3D printers used to be an expensive toy for universities, architects and designers. As the price of these devices falls, the door for a new type of online piracy opens.
My college’s graphics department had one. It was 8 foot tall, 4 foot wide and heavily guarded by nervous technicians. The price of running the machine meant that all it made were tiny and badly made fittings, designed by confused students.
There are millions of blueprints available online including cars, guitars and even guns. Earlier this year Michael Guslick built most of a AR-15 semi automatic rifle using a 3d printer and fired over 200 rounds with it to prove that it works.
From a libertarian point of view, the ability to produce firearms without state control is a step towards equality. One group attempted to uses crowd funding site IndieGoGo to finance the design of two plastic guns which can be produced using a 3D printer. Law student and supporter Cody Wilson stated “In the future, no one is going to be able to decide who has a gun but you. This is a project that intends to help subvert older hierarchies and these older modes of thinking.”

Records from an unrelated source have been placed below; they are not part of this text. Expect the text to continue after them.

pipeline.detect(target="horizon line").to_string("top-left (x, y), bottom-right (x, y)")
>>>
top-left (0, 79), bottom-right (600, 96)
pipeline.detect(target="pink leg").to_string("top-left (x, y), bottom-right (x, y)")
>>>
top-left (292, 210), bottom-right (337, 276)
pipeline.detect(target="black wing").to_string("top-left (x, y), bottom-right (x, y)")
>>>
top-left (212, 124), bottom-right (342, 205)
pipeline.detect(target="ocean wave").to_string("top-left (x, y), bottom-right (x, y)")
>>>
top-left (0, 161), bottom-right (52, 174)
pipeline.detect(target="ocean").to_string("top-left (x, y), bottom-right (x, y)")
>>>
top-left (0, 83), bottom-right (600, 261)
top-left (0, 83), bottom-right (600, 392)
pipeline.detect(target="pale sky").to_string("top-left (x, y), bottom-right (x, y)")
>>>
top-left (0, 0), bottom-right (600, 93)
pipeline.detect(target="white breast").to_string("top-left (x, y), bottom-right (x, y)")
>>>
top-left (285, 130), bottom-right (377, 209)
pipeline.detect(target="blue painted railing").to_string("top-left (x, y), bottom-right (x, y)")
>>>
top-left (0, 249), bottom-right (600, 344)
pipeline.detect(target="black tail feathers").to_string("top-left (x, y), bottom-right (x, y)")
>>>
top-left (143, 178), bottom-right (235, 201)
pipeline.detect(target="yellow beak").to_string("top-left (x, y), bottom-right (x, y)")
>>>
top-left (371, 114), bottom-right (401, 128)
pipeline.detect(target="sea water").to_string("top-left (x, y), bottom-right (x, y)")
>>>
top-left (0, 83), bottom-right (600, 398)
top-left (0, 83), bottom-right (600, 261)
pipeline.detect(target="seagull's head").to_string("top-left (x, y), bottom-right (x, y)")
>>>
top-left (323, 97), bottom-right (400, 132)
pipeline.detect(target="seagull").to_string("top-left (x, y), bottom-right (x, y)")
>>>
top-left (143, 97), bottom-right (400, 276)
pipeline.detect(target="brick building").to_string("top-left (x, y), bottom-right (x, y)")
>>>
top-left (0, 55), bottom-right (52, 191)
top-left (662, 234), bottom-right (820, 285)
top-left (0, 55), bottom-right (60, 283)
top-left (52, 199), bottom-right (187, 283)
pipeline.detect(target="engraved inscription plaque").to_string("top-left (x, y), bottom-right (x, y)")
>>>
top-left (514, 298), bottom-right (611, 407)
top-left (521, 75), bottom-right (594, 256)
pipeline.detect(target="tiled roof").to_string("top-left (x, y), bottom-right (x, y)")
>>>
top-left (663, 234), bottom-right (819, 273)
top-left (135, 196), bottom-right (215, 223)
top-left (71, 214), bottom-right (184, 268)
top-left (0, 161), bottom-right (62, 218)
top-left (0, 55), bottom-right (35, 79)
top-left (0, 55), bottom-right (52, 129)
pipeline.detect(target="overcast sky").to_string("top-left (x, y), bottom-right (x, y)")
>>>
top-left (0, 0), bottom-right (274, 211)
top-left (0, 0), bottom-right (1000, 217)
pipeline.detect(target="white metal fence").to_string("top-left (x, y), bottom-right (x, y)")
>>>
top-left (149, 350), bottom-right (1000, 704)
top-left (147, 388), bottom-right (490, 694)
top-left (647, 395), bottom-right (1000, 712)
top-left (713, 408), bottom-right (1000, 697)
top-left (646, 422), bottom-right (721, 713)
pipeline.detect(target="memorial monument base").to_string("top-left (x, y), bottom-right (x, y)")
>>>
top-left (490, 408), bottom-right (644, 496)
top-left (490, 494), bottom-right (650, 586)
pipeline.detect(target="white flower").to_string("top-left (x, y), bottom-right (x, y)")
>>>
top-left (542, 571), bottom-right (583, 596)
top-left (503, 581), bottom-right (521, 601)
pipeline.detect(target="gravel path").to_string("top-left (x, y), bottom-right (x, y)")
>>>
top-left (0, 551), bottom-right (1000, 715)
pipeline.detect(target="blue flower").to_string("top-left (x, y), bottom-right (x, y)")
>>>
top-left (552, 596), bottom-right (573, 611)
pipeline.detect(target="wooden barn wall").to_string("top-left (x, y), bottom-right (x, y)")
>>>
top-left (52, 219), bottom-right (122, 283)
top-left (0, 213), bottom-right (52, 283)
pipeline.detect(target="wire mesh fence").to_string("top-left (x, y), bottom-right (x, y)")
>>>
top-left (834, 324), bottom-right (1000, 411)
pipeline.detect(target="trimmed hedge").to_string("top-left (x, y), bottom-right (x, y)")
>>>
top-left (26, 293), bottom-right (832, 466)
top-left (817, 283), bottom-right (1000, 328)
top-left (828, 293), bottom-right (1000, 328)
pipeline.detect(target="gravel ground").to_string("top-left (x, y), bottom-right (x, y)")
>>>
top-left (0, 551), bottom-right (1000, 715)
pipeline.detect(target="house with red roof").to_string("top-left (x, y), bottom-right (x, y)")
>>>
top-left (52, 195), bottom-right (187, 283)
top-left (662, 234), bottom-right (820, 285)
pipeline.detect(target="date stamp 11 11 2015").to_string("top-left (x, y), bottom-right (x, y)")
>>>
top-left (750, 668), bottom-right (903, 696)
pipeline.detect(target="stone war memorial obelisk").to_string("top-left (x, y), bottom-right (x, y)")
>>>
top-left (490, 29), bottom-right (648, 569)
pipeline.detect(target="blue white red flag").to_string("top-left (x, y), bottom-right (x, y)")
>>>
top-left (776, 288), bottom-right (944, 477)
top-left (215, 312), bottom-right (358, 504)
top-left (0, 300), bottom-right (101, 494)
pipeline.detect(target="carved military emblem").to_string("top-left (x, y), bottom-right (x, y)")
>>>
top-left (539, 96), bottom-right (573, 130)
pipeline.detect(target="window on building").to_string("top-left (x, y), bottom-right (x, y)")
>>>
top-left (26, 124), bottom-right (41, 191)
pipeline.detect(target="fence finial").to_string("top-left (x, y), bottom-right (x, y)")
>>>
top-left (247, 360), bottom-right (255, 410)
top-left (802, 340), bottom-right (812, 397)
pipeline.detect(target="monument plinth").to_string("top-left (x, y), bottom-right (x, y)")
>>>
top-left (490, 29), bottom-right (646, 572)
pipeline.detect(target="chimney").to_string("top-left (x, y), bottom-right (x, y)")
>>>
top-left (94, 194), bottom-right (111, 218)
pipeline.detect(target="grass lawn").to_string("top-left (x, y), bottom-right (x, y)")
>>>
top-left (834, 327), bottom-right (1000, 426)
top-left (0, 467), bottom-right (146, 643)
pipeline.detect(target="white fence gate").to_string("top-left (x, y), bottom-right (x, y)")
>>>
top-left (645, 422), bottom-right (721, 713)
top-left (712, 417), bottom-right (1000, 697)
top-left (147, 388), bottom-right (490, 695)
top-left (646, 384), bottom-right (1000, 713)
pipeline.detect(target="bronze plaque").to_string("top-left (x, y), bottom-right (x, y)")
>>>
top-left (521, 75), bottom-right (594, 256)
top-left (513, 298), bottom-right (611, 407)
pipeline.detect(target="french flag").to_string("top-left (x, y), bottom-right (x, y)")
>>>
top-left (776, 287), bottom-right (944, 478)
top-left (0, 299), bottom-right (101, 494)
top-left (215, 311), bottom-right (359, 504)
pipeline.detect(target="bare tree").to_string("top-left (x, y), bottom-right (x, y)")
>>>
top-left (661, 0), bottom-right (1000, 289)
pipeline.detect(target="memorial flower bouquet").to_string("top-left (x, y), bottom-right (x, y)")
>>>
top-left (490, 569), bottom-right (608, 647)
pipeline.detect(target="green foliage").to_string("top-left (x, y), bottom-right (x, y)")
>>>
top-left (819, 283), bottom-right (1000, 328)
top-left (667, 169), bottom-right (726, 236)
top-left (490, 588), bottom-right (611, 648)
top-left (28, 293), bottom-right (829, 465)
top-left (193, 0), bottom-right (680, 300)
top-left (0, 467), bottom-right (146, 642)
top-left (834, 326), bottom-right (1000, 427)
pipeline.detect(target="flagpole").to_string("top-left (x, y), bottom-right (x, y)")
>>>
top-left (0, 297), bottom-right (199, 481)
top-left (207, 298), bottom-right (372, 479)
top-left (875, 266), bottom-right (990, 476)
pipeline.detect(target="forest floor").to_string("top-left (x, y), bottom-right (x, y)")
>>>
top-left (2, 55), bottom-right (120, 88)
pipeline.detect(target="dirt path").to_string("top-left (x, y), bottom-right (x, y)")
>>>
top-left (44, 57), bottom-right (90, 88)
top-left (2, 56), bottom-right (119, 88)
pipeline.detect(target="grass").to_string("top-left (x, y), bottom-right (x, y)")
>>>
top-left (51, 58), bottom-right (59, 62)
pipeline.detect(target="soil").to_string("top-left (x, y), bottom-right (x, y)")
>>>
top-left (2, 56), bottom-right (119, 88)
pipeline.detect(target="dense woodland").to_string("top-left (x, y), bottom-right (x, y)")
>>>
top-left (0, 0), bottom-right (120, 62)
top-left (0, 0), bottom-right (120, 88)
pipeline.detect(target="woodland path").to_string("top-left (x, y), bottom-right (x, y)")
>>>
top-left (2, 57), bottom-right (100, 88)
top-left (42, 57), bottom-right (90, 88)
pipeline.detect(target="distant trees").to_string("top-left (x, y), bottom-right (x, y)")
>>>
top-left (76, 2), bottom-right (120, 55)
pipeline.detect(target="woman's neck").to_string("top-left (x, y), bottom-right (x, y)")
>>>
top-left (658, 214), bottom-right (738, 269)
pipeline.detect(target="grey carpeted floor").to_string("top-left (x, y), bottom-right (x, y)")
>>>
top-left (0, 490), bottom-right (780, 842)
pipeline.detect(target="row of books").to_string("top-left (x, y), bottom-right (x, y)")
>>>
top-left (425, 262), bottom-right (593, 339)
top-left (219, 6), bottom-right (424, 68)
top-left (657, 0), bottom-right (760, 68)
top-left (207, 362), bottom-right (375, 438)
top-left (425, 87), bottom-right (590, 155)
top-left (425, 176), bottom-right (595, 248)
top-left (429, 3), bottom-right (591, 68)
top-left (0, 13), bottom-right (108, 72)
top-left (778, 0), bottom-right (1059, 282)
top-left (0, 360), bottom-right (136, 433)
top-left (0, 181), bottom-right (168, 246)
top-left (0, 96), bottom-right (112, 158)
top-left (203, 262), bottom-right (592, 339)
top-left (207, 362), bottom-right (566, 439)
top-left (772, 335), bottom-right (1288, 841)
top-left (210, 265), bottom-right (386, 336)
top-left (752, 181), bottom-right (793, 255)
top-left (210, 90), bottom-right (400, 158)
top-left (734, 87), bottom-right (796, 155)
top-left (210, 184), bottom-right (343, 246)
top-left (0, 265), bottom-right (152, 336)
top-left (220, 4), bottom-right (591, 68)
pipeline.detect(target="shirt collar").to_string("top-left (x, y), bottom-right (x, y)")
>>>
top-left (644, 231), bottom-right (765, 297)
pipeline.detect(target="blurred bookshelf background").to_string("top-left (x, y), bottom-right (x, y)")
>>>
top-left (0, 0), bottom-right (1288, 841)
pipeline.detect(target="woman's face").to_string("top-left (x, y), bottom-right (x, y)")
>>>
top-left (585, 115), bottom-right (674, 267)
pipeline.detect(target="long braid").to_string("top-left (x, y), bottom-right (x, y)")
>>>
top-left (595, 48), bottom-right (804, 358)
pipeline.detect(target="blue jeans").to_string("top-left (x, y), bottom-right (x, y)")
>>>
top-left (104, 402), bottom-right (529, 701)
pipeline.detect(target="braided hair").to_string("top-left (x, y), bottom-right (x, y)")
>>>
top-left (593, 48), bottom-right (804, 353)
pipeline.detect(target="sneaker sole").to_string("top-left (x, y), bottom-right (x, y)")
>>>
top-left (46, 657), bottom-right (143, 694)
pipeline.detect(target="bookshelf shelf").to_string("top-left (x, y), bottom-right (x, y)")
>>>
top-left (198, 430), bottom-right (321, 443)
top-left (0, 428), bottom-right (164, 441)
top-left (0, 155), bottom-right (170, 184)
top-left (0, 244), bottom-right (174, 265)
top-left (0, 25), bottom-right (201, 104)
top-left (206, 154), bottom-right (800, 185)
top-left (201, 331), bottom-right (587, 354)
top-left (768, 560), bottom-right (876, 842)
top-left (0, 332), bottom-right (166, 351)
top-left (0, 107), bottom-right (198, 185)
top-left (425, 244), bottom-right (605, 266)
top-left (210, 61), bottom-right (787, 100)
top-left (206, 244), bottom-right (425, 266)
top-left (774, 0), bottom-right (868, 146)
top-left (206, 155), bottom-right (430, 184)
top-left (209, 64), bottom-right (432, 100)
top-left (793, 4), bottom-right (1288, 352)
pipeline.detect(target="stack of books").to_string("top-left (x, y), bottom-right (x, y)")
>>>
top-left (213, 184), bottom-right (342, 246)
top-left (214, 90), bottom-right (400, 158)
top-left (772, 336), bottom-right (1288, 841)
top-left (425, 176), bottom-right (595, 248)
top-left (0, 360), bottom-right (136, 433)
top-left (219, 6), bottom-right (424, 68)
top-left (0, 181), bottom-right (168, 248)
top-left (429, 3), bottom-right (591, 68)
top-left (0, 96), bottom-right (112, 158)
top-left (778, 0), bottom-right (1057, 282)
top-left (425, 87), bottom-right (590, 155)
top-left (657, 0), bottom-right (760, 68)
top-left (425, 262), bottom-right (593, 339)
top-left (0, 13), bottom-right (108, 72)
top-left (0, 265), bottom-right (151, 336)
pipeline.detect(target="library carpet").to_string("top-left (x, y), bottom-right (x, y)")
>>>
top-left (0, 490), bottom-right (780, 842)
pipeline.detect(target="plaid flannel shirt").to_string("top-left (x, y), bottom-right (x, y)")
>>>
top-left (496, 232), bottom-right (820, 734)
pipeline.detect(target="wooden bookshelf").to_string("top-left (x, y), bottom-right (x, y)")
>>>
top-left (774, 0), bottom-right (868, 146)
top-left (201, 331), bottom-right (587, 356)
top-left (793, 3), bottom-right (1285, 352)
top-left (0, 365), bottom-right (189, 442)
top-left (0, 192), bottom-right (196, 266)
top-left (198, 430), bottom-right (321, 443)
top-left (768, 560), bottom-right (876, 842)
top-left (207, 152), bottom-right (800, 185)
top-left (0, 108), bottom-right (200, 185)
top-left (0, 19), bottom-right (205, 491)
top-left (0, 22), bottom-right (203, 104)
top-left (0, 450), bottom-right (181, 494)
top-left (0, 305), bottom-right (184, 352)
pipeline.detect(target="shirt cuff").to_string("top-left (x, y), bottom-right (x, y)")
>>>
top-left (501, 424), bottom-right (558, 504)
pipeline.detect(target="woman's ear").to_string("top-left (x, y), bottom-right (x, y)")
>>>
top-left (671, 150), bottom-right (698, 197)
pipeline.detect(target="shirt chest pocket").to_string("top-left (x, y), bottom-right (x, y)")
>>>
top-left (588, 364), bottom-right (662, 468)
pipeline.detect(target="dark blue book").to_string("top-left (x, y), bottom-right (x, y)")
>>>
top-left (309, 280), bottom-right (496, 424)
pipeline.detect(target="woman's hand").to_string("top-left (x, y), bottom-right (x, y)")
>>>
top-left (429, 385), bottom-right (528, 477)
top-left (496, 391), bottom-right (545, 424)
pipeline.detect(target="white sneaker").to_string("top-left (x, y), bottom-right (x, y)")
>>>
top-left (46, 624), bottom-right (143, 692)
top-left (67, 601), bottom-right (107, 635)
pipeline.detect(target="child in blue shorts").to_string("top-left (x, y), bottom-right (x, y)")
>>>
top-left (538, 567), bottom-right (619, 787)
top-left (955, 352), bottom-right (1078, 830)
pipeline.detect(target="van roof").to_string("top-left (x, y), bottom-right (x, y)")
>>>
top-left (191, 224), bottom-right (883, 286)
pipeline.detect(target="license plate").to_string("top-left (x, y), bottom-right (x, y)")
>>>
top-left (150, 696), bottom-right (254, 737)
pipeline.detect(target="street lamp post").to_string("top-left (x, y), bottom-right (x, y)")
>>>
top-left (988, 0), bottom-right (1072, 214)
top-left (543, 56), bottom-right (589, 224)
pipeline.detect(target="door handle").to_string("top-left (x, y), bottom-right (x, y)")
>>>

While this group aims for a subversion of hierarchy, some fear the outcome could be chaos and crime, similar to “zip” guns used by gangsters in the ‘50s. Zip guns were built from rubber bands, coffee percolators and wooden handles; they are dangerous to both the perpetrator and the intended victim.
However, firearms are only a tiny fraction of the possibilities of 3D printers. As the technology becomes more affordable, the creativity and designs available will grow in a similar manner to media piracy. 3D printers themselves may even become a victim of their own success. In the same way people used the P2P network Limewire to download the pay-to-use Limewire Pro for free; people could build 3D printers using their existing 3D printer.
The ability to reproduce products regardless of patents and copyright is a great success for consumers but a great threat to tech companies who argue that it threatens their resources to develop new technology. Others argue that it will boost creativity by allowing anybody to design products and develop their own ideas without the support of oligopolistic industries.
Widespread breach of copyright has been existent since copyright existed, from counterfeit goods to tape decks to The Pirate Bay.
There are already systems in place to prevent counterfeiting of currency but applying these to the millions of patents held is unrealistic. The Motion Picture Association of America tells us, “You wouldn’t steal a car, you wouldn’t steal a handbag and you wouldn’t steal a television” but the vast majority of people would jump at the chance to clone them.
What would you make with a 3D printer?